THE second issue where effect is being favoured over cause concerns religion in public life. The report of the commission chaired by Lady Butler-Sloss, Living with Difference, returns repeatedly to the topic of religious literacy. Ignorance and lack of discernment sit at the start of the path to radicalisation. They are also at the root of many of the sillier decisions and pronouncements, from Donald Trump’s proposal that all Muslims be refused entry to the United States, which is both risible and dangerous, to the less serious matter of the refusal to show the C of E’s Lord’s Prayer advertisement in cinemas. Writing about this latter case in the Evening Standard on Monday, Lord Williams, the former Archbishop of Canterbury, stated: “If we can’t tell the difference between sane and mad religion, we have lost a significant skill.”

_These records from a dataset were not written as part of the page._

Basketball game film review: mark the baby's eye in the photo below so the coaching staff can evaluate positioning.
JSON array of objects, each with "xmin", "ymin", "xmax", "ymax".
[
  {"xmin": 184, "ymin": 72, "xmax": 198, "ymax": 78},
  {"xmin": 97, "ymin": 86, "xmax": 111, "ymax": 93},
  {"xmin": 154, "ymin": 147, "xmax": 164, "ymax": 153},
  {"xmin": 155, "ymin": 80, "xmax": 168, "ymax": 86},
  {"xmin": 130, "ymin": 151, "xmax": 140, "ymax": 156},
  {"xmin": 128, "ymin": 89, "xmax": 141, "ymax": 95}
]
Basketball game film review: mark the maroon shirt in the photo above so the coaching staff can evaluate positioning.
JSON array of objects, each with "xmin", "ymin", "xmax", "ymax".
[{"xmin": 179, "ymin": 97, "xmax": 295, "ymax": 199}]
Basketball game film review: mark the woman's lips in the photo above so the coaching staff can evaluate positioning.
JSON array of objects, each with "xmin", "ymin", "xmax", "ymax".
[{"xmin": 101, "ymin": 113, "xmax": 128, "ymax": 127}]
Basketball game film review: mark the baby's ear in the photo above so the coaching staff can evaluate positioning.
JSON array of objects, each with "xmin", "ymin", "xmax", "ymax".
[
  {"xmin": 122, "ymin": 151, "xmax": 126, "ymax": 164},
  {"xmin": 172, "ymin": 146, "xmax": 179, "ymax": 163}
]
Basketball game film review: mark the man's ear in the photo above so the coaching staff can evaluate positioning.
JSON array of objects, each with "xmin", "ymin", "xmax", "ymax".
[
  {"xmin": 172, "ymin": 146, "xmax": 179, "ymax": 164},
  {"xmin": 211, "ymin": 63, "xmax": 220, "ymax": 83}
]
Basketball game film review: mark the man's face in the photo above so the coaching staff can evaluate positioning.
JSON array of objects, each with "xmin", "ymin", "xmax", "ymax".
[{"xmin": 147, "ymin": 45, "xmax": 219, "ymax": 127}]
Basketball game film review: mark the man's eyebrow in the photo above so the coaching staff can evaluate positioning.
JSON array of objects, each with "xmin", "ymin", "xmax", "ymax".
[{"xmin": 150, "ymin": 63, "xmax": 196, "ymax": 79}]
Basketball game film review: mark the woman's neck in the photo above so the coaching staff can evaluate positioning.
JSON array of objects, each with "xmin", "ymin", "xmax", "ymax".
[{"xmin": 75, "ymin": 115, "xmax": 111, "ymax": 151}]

This does seem to be the case when a Times leader-writer can sum up religion as “what [people] believe about the origins and ends of the universe”. Religious illiteracy, then, is the cause of both bad religion and fear of religion, and it makes no sense to argue, as some have, that faith schools have no place in the education of the nation’s children. The Butler-Sloss commission advises against selection on religious grounds, but emphasises the need to restore religious education to the core of the curriculum. The Government’s refusal to fix this is increasingly puzzling. Again, it is a long-term solution, but the result of not attempting to do so is painful to contemplate.